Das Gesetz zur Änderung des Kohlendioxid-Speicherungsgesetzes — neu: Kohlendioxid-Speicherung-und-Transport-Gesetz — schafft erstmals einen bundesweiten Rechtsrahmen für die großmaßstäbliche Abscheidung, den leitungsgebundenen Transport und die dauerhafte Speicherung von CO₂. Die Speicherung wird in der Ausschließlichen Wirtschaftszone (deutsche Nordsee) sowie im Festlandsockel ermöglicht. Für eine Onshore-Speicherung erhalten Bundesländer eine Opt-in-Option. CO₂-Infrastruktur wird als überragendes öffentliches Interesse eingestuft, um Planungs- und Genehmigungsverfahren zu beschleunigen.


CDU/CSUdafür

  • CCS ermögliche es Industrien mit schwer vermeidbaren Emissionen — etwa Zement, Kalk, Chemie — Klimaschutzvorgaben zu erfüllen und gleichzeitig Arbeitsplätze zu erhalten.
  • Das Gesetz sei ein Ermöglichungsgesetz, das Technologien nicht gegeneinander ausspiele, sondern multimodale Transportwege und ein überragendes öffentliches Interesse für CCS festlege.
  • Länder wie Norwegen, die Niederlande und Dänemark belegten, dass CCS erfolgreich und risikoarm funktioniere; Deutschland hole damit einen langen Rückstand auf.

AfDdagegen

  • CO₂ sei kein Schadstoff, sondern das „Gas des Lebens"; die CO₂-Steuer schneide der deutschen Wirtschaft bereits die Pulsadern auf, CCS sei ein weiterer Kostentreiber.
  • Abscheidung, Transport und Speicherung erforderten fossile Stromerzeugung und seien auf nicht existierende Infrastruktur angewiesen, während Asien 600 neue Kohlekraftwerke plane.
  • Die Maßnahmen machten Deutschland nicht zum Klimaretter, sondern zum Totengräber der deutschen Industrie.

SPDdafür

  • Das Gesetz sei eine klimapolitische und industriepolitische Notwendigkeit, um Wertschöpfung und Arbeitsplätze dort zu sichern, wo eine Dekarbonisierung ohne Abscheidung technisch kaum möglich sei.
  • Trinkwasserschutz und Öffentlichkeitsbeteiligung seien im parlamentarischen Verfahren noch einmal nachgeschärft worden; Meeresschutzgebiete blieben mit einer 8-Kilometer-Schutzzone ausgenommen.
  • CCS müsse als Sowohl-als-auch neben natürlichen Senken gedacht werden, da letztere allein den erforderlichen Umfang nicht leisten könnten und teils selbst zur Emissionsquelle würden.

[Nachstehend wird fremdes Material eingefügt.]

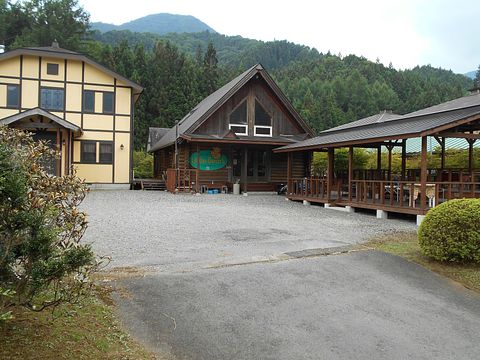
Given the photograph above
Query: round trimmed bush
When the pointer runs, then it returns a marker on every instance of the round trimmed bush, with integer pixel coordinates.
(451, 231)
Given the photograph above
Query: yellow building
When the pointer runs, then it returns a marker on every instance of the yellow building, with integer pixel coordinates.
(79, 106)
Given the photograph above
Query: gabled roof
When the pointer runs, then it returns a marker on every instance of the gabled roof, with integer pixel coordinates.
(154, 135)
(39, 112)
(418, 123)
(214, 101)
(57, 52)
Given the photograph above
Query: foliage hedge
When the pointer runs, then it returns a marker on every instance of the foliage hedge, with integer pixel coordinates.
(451, 231)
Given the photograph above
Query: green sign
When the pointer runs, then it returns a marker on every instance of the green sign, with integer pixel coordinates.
(209, 159)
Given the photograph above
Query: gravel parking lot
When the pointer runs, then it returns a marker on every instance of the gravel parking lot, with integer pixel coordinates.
(141, 228)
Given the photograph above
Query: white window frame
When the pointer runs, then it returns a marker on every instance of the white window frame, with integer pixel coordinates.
(245, 126)
(262, 127)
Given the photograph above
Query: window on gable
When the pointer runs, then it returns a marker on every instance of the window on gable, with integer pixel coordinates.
(106, 153)
(88, 152)
(52, 69)
(263, 121)
(52, 99)
(13, 96)
(89, 101)
(107, 102)
(238, 119)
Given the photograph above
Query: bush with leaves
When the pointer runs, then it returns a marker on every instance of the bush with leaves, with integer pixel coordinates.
(42, 261)
(451, 231)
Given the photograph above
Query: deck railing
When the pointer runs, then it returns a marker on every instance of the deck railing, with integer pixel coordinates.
(181, 180)
(395, 194)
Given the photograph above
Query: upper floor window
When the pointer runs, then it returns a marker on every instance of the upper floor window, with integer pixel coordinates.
(13, 96)
(89, 101)
(52, 98)
(263, 121)
(52, 69)
(238, 119)
(106, 153)
(107, 102)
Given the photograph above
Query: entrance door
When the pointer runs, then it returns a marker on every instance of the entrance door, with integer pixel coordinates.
(49, 164)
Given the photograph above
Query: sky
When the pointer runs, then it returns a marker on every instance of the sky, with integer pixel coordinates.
(406, 33)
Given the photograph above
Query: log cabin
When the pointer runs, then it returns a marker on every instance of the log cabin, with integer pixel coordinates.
(77, 106)
(453, 124)
(229, 137)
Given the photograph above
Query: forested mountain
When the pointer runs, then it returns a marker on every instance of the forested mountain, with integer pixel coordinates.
(178, 70)
(158, 24)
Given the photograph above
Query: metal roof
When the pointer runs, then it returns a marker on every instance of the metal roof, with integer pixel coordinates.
(154, 135)
(405, 126)
(39, 112)
(57, 52)
(214, 101)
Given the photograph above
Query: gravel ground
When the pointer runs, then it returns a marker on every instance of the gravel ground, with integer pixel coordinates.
(179, 232)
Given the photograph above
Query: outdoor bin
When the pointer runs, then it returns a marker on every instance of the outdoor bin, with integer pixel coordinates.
(236, 189)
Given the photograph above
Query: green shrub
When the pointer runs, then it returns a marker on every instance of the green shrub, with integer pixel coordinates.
(142, 165)
(451, 231)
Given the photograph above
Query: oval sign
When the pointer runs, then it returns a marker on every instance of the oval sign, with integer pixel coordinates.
(209, 159)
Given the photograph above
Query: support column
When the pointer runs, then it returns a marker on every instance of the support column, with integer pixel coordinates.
(244, 170)
(379, 162)
(350, 172)
(197, 173)
(423, 174)
(330, 170)
(289, 172)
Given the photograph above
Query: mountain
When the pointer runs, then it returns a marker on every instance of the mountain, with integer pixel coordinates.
(158, 24)
(471, 74)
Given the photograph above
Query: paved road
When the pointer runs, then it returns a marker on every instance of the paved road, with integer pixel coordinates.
(171, 232)
(363, 305)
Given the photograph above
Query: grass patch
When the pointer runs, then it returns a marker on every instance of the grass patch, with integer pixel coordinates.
(406, 245)
(88, 330)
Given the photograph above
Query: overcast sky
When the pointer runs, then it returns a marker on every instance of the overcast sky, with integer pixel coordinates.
(442, 33)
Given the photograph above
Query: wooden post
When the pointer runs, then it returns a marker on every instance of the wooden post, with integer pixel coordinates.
(470, 156)
(330, 170)
(289, 173)
(59, 149)
(245, 169)
(389, 174)
(442, 161)
(379, 162)
(350, 172)
(423, 174)
(197, 173)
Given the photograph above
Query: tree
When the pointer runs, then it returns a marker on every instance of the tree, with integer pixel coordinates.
(42, 260)
(476, 81)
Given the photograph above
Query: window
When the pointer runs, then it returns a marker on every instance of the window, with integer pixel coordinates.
(88, 152)
(263, 121)
(13, 96)
(52, 69)
(108, 102)
(238, 119)
(89, 101)
(106, 153)
(51, 98)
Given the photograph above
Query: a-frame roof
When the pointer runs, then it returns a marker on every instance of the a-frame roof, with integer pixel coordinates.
(39, 112)
(377, 128)
(214, 101)
(57, 52)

Bündnis 90/Die Grünendagegen

  • CCS an Gaskraftwerken sei teuer und sinnlos — eine Einschätzung, die sowohl der Bundesrat als auch die Mehrheit der Sachverständigen im Ausschuss geteilt hätten.
  • Die Fraktion befürchtet Lock-in-Effekte: Der Aufbau von CCS-Infrastruktur verzögere den Hochlauf von grünem Wasserstoff und verhindere den konsequenten Umstieg auf erneuerbare Energien.
  • Priorität müsse die Vermeidung von CO₂ haben, etwa durch verbindliche Klimaschutzrahmenbedingungen und grünen Stahl in der öffentlichen Beschaffung.

Die Linkedagegen

  • CCS sei eine seit über 20 Jahren von Öl- und Gaskonzernen propagierte Scheinlösung, die den Ausstieg aus fossiler Energie verzögere.
  • Scheinbar unvermeidliche Restemissionen könnten durch Kreislaufwirtschaft, verbessertes Recycling und neue Verfahren in der Zementherstellung schrittweise reduziert werden.
  • Allein die Wiedervernässung trockengelegter Moore könnte 30 der jährlich rund 50 Millionen Tonnen CO₂ aus sogenannten unvermeidbaren Emissionen aufnehmen — ohne neue Milliardeninvestitionen in Leitungsnetze.